Neuinfektionen, Todesfälle, R- und Inzidenzwerte – im Zusammenhang mit dem Coronavirus bekommen wir täglich viele Zahlen um die Ohren gehauen. Rational wissen wir: Sie sind zu hoch. Ob uns die Zahlen emotional erreichen, erklärt Kognitionspsychologe Christian Stöcker.
Die Fall- und Todeszahlen haben einen bisherigen Höchststand erreicht (Stand: 17.12.2020), doch für viele bleiben sie immer noch abstrakt, meint Christian Stöcker. Das sei einerseits ein großes Glück, weil es bedeutet, dass die meisten Leute niemanden kennen, der selbst an Covid-19 erkrankt oder gar gestorben ist. Andererseits sei es fatal, weil Menschen schlussfolgern: Die Zahlen sind da, aber an meinem Leben ändert sich nichts.

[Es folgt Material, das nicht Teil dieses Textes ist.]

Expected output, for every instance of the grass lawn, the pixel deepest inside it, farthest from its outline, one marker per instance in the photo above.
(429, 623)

"30.000 Neuinfektion – vor drei Monaten hätte uns das noch schockiert. Aber inzwischen gewöhnen wir uns langsam daran."
Corona-Zahlen sind einfacher zu kommunizieren als einzelne Schicksale
Trotzdem sei das Nennen der Zahlen wichtig, denn mit ihnen lässt sich das momentane Geschehen erklären. Und natürlich sei in der Pandemie das Wichtigste zu verhindern, dass Leute sterben oder bleibende Schäden davontragen, so Christian Stöcker. Die Zahlen schaffen es aber nicht, Bewusstsein dafür zu schaffen, wie sich das Virus auf das Leben der Menschen auswirkt. Der Kognitionspsychologe spricht sogar von einer "gewissen Scheu" in Gesellschaft und Politik, das Leid, das sich derzeit bei vielen Menschen abspielt, in allzu plastischer Weise zu thematisieren.
"Das tägliche Leid, das das Virus in Deutschland verursacht, wird auf eine sehr abstrakte Weise kommuniziert."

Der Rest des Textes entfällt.